The goal isn’t activity. The goal is silence. When the person responsible for a website is doing their job properly, the client hears nothing, because there’s nothing to hear.
Does every site need this level of attention?
No, and I’ll be direct about that.
A five-page brochure site for a sole trader who gets three enquiries a month needs almost nothing. Keep the hosting current, apply updates when they’re significant, make sure the backup is running. Maybe three hours of work a year. Selling that client a $300/month maintenance retainer is a misalignment.
A WooCommerce store processing orders daily, or a professional services firm whose website is the primary channel for new client enquiries, or any business where the website going down for six hours has a measurable dollar cost, that’s different. The calculation changes completely.
The question I ask clients is simple: if your website went down at 9pm on a Friday, what would it cost you by Monday morning? If the answer is “probably nothing, most of my customers call anyway,” the maintenance requirement is light. If the answer involves real numbers, real revenue, real client trust, then the calculus around what you spend on a WordPress maintenance service changes fast.

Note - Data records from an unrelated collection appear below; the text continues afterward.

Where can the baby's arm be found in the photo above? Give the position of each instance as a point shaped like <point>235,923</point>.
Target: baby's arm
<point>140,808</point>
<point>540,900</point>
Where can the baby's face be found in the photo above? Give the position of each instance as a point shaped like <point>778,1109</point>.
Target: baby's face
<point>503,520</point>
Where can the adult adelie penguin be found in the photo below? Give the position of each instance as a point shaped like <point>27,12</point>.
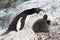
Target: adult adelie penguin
<point>41,25</point>
<point>12,26</point>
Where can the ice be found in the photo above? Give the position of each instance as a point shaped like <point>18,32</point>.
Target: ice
<point>52,9</point>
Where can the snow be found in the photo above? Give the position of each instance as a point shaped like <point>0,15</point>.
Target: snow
<point>52,9</point>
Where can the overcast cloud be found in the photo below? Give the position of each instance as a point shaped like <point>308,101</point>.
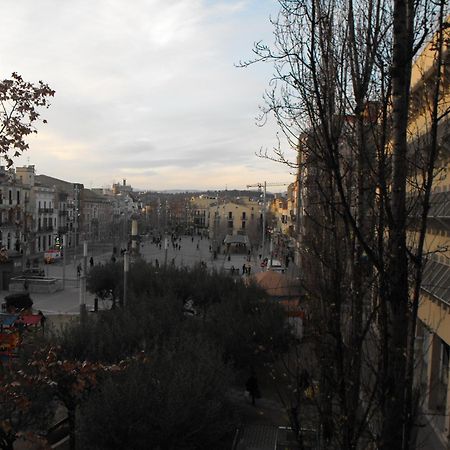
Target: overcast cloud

The industry rarely has this conversation honestly, because it’s more profitable to sell the same package to everyone. My team at Chillybin sizes this differently for each client, because the risk profile is genuinely different.

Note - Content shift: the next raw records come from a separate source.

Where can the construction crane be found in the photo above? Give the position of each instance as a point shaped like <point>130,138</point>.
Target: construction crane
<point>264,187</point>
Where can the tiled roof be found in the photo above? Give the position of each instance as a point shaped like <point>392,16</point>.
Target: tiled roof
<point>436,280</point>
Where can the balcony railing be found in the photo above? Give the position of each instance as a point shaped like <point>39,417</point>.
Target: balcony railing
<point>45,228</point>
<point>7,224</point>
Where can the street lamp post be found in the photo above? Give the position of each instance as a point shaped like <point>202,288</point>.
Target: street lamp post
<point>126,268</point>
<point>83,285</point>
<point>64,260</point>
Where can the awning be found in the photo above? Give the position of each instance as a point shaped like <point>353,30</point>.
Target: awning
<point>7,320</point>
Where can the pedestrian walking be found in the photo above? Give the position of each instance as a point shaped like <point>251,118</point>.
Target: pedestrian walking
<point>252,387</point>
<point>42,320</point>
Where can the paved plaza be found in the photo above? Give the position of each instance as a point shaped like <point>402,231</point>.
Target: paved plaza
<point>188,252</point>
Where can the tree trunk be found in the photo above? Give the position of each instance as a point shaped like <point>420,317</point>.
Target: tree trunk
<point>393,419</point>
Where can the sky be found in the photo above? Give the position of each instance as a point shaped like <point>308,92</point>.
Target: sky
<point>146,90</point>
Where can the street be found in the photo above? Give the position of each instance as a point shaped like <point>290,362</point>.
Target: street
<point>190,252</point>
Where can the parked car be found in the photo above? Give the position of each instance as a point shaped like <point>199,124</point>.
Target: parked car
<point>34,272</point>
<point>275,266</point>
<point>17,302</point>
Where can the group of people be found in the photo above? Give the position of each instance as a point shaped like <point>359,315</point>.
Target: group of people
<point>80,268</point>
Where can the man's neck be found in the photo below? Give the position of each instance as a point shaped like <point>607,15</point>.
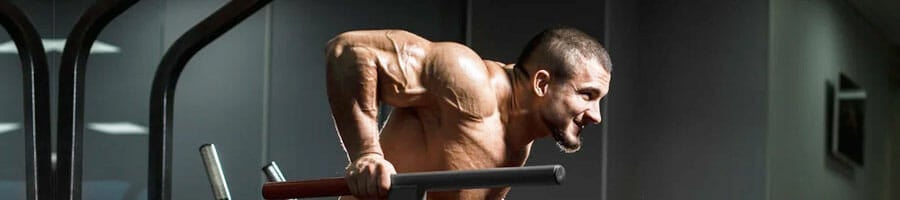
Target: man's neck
<point>514,112</point>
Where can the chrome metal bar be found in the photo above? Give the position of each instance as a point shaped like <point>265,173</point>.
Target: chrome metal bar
<point>214,171</point>
<point>273,173</point>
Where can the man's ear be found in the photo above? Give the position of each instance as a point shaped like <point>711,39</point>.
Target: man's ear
<point>540,82</point>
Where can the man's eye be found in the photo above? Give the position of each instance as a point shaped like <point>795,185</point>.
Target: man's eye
<point>587,95</point>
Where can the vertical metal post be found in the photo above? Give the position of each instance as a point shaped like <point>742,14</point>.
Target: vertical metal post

What does good maintenance actually look like?
It looks like nothing, from the client’s perspective. That’s the point.
Behind that silence, the work is consistent and unglamorous. Updates applied with a testing protocol that doesn’t just push changes live and hope. Backup systems that are tested by actually restoring from them, not just confirmed as “running.” Uptime monitoring with sub-five-minute alerting, and a person who responds to that alert at 9pm if that’s when it fires. Performance benchmarks tracked over time so a slow degradation is caught before it becomes a 47% drop in conversion. Security scanning that acts on findings rather than reporting them.

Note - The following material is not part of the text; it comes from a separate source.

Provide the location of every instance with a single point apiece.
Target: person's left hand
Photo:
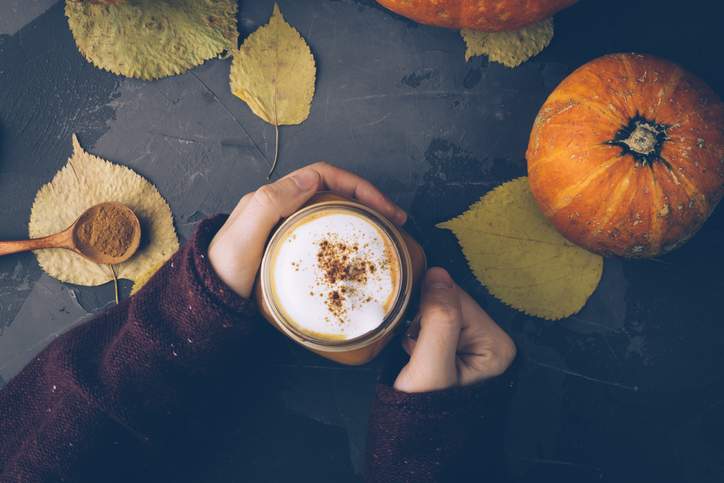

There’s a version of this work that takes 20 minutes a month. And there’s a version that takes 20 minutes a week. The difference is almost invisible on the surface (both websites look fine) but one of them is sitting on 23 unpatched vulnerabilities and a broken contact form, and nobody knows yet.
The thing I’ve learned from doing this since 2003 is that the work compounds. A site maintained consistently for five years is an entirely different beast from one that’s been ignored for five years and then handed to someone to “fix.” The maintenance cost is low and consistent. The recovery cost is high and unpredictable. Businesses make this trade constantly, usually without realising they’ve made a trade at all.
Back in 2003 we used to joke that the most dangerous words in web development were “the site’s been running fine, we haven’t needed to touch it.” Nothing had changed. Everything had drifted. Those are different things.
The brief is almost always “don’t make me think about it again.” Delivering that isn’t about a checklist or a report or a retainer structure. It’s about building the kind of systems and habits that make the silence sustainable. That takes time to get right. Twenty-five years, give or take.